Customise App Notifications
Basically every app you install wants to send you notifications. Heck, even something like IMDB wants to send you notifications. Chances are most of us don’t care about 90 per cent of the notifications we get. By default, most apps want to annoy you all day long, but you can head to Settings > Notifications and turn off notifications for any apps you don’t need them from. Otherwise, be sure to change up the type of notification, either Banner (the one that slides down from the top of the screen) or Alert (the one that pops up over everything else).

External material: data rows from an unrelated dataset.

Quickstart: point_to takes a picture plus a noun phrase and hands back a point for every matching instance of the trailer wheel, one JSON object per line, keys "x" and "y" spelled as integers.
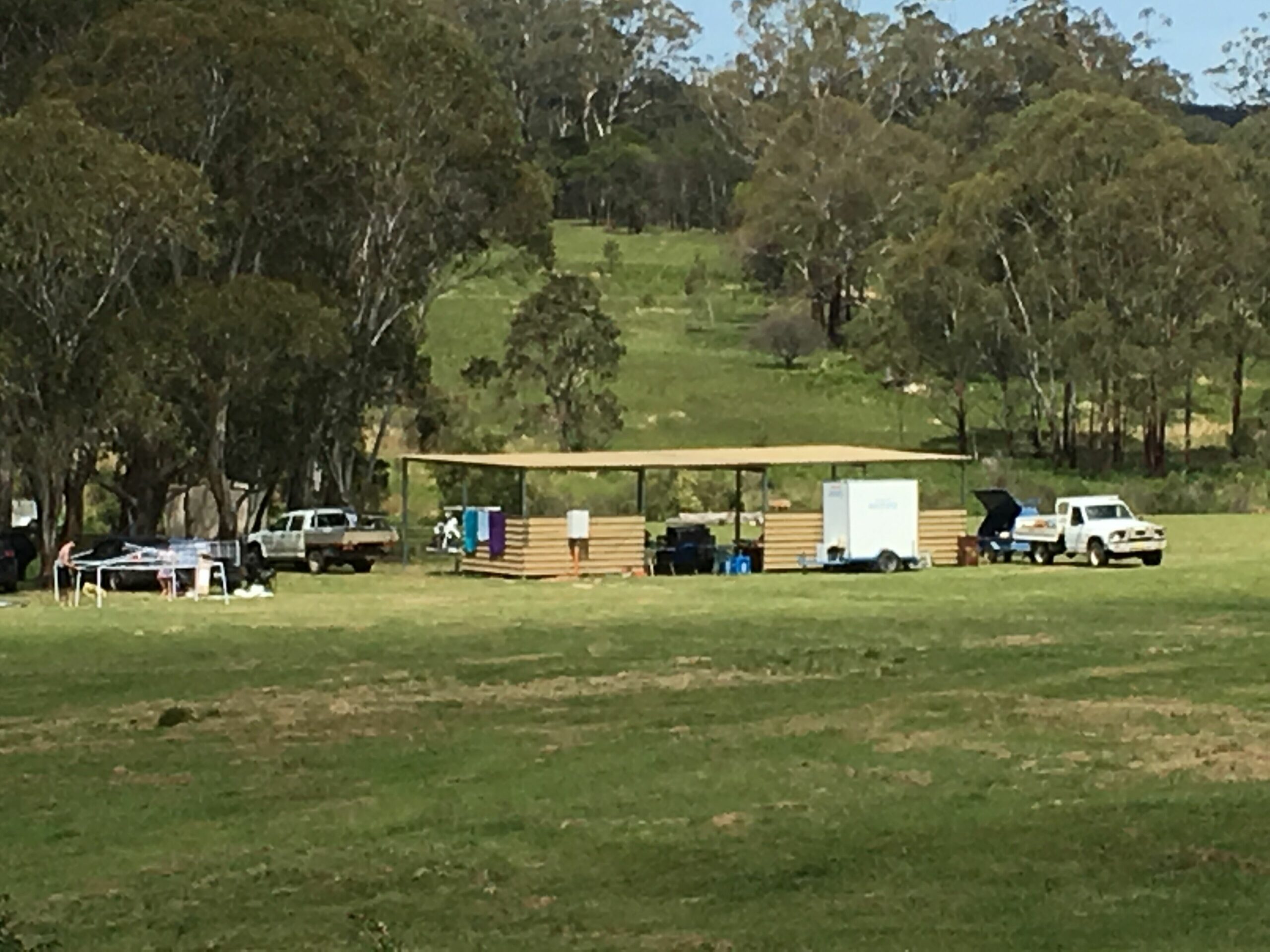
{"x": 888, "y": 563}
{"x": 317, "y": 561}
{"x": 1099, "y": 555}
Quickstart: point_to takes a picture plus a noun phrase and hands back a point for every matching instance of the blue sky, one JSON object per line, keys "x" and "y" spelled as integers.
{"x": 1193, "y": 45}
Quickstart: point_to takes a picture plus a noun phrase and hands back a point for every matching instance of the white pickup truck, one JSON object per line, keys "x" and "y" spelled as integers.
{"x": 321, "y": 538}
{"x": 1100, "y": 527}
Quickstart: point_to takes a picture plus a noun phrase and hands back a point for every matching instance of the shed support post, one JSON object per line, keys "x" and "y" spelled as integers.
{"x": 405, "y": 512}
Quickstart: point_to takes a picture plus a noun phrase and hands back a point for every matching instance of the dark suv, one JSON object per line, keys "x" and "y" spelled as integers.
{"x": 17, "y": 552}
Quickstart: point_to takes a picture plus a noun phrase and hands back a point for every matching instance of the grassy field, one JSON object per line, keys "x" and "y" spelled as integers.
{"x": 1008, "y": 758}
{"x": 689, "y": 377}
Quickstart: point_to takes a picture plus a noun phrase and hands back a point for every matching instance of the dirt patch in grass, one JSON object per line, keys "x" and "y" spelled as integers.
{"x": 509, "y": 659}
{"x": 391, "y": 705}
{"x": 1015, "y": 642}
{"x": 1169, "y": 735}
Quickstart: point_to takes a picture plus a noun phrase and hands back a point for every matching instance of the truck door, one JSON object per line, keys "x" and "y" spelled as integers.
{"x": 1075, "y": 535}
{"x": 291, "y": 540}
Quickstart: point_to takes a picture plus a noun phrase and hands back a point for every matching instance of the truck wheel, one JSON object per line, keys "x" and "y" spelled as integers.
{"x": 1043, "y": 555}
{"x": 888, "y": 563}
{"x": 1099, "y": 555}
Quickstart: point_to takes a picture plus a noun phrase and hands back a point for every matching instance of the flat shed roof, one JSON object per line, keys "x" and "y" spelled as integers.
{"x": 752, "y": 459}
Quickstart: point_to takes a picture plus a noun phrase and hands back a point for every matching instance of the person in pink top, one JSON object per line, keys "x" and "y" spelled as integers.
{"x": 65, "y": 569}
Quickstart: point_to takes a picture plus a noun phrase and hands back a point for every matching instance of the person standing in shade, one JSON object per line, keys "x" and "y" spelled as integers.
{"x": 65, "y": 570}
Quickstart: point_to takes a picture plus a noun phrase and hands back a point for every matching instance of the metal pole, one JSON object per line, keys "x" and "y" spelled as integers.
{"x": 405, "y": 512}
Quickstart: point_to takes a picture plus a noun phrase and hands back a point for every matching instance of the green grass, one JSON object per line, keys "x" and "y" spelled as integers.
{"x": 1010, "y": 758}
{"x": 689, "y": 377}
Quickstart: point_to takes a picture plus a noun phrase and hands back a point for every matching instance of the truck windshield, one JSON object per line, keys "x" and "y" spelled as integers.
{"x": 1118, "y": 511}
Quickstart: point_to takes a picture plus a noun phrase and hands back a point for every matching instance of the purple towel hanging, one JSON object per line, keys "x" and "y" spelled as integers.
{"x": 497, "y": 535}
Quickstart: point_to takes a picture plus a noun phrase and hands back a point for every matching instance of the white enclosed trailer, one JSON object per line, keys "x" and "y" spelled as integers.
{"x": 869, "y": 524}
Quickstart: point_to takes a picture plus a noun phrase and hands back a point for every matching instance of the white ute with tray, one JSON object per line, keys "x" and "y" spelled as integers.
{"x": 1101, "y": 529}
{"x": 321, "y": 538}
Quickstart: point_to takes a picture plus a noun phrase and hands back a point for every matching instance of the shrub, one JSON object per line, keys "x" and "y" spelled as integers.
{"x": 788, "y": 337}
{"x": 613, "y": 257}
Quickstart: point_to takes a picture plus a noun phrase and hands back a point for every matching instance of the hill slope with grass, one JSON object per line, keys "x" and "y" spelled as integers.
{"x": 691, "y": 379}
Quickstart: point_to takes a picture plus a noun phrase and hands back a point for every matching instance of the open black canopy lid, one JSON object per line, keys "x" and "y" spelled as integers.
{"x": 1003, "y": 511}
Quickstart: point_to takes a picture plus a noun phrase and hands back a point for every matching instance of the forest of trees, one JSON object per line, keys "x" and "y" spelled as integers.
{"x": 223, "y": 224}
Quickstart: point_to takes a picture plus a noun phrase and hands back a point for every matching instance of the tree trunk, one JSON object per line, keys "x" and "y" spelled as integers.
{"x": 1237, "y": 403}
{"x": 49, "y": 495}
{"x": 1118, "y": 428}
{"x": 143, "y": 490}
{"x": 76, "y": 479}
{"x": 1038, "y": 443}
{"x": 1189, "y": 413}
{"x": 840, "y": 311}
{"x": 262, "y": 511}
{"x": 8, "y": 477}
{"x": 1071, "y": 424}
{"x": 1105, "y": 423}
{"x": 963, "y": 434}
{"x": 218, "y": 481}
{"x": 1008, "y": 416}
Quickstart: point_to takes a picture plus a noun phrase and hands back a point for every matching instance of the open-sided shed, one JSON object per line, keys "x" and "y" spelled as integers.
{"x": 539, "y": 546}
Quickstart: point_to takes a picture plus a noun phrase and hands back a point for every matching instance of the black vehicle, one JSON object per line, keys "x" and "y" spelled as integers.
{"x": 997, "y": 530}
{"x": 17, "y": 554}
{"x": 685, "y": 550}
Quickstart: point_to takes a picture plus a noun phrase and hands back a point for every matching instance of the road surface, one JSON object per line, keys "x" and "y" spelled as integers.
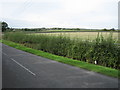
{"x": 25, "y": 70}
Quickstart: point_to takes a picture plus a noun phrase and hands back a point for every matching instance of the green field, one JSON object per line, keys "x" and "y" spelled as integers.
{"x": 82, "y": 35}
{"x": 99, "y": 47}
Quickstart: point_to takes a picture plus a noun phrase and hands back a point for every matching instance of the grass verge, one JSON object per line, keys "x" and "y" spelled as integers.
{"x": 96, "y": 68}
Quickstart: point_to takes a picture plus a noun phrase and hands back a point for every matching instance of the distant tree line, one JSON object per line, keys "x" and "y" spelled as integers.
{"x": 4, "y": 27}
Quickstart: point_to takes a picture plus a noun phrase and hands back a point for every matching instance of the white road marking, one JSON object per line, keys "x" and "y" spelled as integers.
{"x": 21, "y": 65}
{"x": 5, "y": 54}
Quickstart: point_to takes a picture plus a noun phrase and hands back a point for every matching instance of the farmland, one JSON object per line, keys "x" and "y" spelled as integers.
{"x": 88, "y": 47}
{"x": 81, "y": 35}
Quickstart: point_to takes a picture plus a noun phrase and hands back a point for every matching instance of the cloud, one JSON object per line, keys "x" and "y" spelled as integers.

Change Repeating Alert Settings
The default “alert repeat” setting for text messages in iOS is twice, which means you’re alerted three times total (once when a message arrives, then two more times after that if you don’t open it right away). Unless you happen to wander away from your phone a lot, this is unnecessary, and it’s straight up annoying when you’re intentionally ignoring a message. To change it, head to Settings > Notifications > Messages > Repeat Alerts and set the toggle to your preference.
Change Quick Reply Settings
In iOS 8, Apple introduced a handy new quick reply feature that allows you to reply to a text from the notification itself. Unfortunately, if you get a notification while replying to a text it deletes everything you’ve typed. Likewise, with the “Alerts” type of notification, you also can’t jump over to to the Messages app with a tap. If any of this annoys you, the best fix is to change your notification type from the default “Alerts” to “Banners”. Head to Settings > Notifications > Messages and change the alert style to “Banners”.
Disable FaceTime Calling on iPad
If you have an iPad and an iPhone, you’ve probably heard your iPad ring like its receiving a phone call at the same time as your iPhone does. This is beyond annoying for most of us. By default, your iPad has FaceTime turned on, which means any time someone with an iOS device calls you, it will ring both devices. So, head to Settings > FaceTime > iPhone Cellular Calls and set the toggle to off.
Turn Off Predictive Text
iOS 8 introduced a new QuickType keyboard that supposedly predicts the next word you’ll type to make typing quicker. It doesn’t work that well and ends up just wasting space on your screen. You can toggle it on and off by just swiping up or down on the suggestions in your keyboard, but if you want to remove it completely, head to Settings > General > Keyboard and set the Predictive toggle to Off.
Turn Off Dictation
Dictation is a supposedly cool feature in iOS where you can dictate messages instead of typing them out. This is useful for people who can’t type on their phone or who drive a lot, but for me, it’s always been a button next to the space bar that I accidentally tap. To turn it off, head to Settings > General > Keyboard and set the Dictation toggle to off.